A heap is a complete binary tree where every parent node satisfies the heap property: in a min heap, every parent is smaller than or equal to its children. In a max heap, every parent is larger.

The result: the minimum (or maximum) element is always at the root. You can read it in O(1). Insert and extract operations are O(log n).

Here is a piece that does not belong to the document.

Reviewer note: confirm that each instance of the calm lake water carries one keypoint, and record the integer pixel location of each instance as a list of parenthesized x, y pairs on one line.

Python’s heapq module implements a min heap. Java’s PriorityQueue is a heap. C++’s priority_queue is a max heap. They power Dijkstra’s algorithm, scheduling systems, and the "top K" pattern.

python
import heapq

nums = [38, 27, 43, 3, 9, 82, 10]
print("Original:", nums)

heapq.heapify(nums)
print("Heapified:", nums)
print("Min element:", nums[0])

heapq.heappush(nums, 1)
print("After push 1:", nums)

popped = heapq.heappop(nums)
print(f"Popped {popped}, heap: {nums}")

print()
print("Top 3 smallest:", heapq.nsmallest(3, [38, 27, 43, 3, 9, 82, 10]))
print("Top 3 largest:", heapq.nlargest(3, [38, 27, 43, 3, 9, 82, 10]))
Heap operation complexities
OperationTimeNotes
Find min/maxO(1)Root element
InsertO(log n)Bubble up
Extract min/maxO(log n)Bubble down
Heapify (build)O(n)Bottom-up construction
Heap sortO(n log n)Extract min n times

Key Takeaways

  • Heaps keep the min (or max) at the root. Read it in O(1).
  • Insert and extract are O(log n) via bubble-up and bubble-down.
  • Building a heap from an array is O(n), not O(n log n).
  • Python: heapq module. Java: PriorityQueue. C++: priority_queue.
  • Key applications: Dijkstra’s algorithm, top-K problems, median maintenance, and task scheduling.